The Kyoto Protocol was signed into effect on February 16, 2005 and legally obliges 35 industrialised countries to reduce their carbon dioxide emissions. By 2012, emission levels must be at least five percent below what they were in 1990. However, Greenpeace believes that by 2020 emissions should drop by at least 30 percent below 1990 levels, and 60-80 percent by 2050.
They believe that this is the only way to keep global temperatures from increasing by two degrees, an amount that many climatologists believe would have catastrophic consequences. The Protocol allows for industrialised countries to buy and sell carbon emission credits amongst themselves. Developing countries that start projects that reduce emissions will also be given encouragement through investment in the projects.
The developed world intends to help developing countries cope with climate change by the formation of the Protocol's Adaptation Fund. However, the United States and Australia have refused to sign the protocol. The United States is the world's biggest emitter of greenhouse gases.

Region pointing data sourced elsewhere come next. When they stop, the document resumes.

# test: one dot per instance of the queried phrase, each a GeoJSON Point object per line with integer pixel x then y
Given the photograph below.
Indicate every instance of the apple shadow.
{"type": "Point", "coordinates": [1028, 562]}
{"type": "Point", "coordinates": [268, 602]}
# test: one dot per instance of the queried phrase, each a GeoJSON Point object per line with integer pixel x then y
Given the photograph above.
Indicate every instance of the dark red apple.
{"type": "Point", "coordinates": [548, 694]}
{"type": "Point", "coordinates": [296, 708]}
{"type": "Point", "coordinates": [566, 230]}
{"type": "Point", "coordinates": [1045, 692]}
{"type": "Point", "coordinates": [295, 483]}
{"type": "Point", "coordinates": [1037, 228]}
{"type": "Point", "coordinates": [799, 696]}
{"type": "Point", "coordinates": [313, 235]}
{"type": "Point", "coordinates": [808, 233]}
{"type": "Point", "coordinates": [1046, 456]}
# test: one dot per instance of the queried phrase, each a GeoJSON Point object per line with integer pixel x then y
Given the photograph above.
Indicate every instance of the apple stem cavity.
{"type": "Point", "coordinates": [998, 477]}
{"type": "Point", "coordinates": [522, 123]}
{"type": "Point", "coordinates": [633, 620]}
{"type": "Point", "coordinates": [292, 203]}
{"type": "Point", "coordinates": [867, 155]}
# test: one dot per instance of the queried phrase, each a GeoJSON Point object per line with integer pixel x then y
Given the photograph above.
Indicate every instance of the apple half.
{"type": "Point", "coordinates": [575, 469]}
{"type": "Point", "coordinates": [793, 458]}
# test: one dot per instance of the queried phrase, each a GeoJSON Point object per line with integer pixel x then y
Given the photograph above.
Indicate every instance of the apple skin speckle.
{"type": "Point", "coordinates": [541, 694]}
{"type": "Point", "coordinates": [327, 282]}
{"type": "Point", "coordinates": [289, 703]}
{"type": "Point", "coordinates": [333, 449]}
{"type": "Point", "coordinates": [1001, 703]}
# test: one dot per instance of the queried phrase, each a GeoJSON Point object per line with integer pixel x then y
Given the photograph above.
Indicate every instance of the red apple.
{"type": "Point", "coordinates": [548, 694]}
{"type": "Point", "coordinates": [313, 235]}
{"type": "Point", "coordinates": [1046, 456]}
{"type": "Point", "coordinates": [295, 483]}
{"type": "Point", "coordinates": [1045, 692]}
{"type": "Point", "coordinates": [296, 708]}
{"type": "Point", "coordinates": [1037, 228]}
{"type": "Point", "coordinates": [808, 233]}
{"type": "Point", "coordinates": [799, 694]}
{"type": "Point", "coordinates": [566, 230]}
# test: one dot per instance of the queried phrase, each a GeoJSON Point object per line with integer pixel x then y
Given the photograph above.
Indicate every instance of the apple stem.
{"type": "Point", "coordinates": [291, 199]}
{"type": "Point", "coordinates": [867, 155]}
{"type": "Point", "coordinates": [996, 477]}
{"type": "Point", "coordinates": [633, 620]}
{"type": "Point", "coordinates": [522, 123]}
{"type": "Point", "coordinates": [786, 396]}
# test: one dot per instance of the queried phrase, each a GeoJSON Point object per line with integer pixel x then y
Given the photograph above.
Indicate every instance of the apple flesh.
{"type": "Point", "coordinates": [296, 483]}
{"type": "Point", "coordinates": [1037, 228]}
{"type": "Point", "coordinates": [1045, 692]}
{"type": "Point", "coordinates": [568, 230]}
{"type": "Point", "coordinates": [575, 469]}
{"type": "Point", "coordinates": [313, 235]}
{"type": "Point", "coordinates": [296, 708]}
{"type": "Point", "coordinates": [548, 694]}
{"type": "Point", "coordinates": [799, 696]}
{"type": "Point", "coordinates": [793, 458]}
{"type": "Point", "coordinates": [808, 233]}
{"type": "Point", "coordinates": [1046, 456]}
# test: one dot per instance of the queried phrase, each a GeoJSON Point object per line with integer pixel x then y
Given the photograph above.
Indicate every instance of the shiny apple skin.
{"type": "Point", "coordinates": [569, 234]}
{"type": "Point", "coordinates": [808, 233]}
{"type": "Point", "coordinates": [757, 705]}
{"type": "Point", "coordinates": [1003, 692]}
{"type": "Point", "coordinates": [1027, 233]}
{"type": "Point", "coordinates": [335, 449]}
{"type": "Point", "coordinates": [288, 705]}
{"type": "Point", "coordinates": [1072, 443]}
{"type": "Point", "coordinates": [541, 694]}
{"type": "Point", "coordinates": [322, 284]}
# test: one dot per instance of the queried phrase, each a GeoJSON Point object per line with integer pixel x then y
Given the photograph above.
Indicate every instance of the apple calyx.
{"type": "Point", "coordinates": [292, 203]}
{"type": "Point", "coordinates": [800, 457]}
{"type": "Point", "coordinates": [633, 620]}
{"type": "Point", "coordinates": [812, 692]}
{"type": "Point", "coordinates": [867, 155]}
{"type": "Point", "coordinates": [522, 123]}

South Africa as a developing nation has not signed the protocol, but minister of environmental affairs and tourism Marthinus van Schalkwyk has said, "Though the protocol does not bind the developing world on the reduction of gas emissions, the challenge for South Africa in particular in the coming decades will be to diversify our energy dependence - developing alternative renewable and non-carbon based sources of energy." He said that government had growing concerns about climate change.
"Predictive modelling shows that over the next few decades, apart from moderate rises in global temperatures, there is likely to be a significant increase in the number of extreme weather events experienced by countries like South Africa - such as droughts, floods, increased incidents of malaria cases, and changes in rainfall patterns, resulting in reduced rainfall especially in the western parts of our country. These effects will impact negatively on our agricultural resources and biodiversity, especially in vulnerable regions like the Cape Floristic Kingdom, which is unique to South Africa."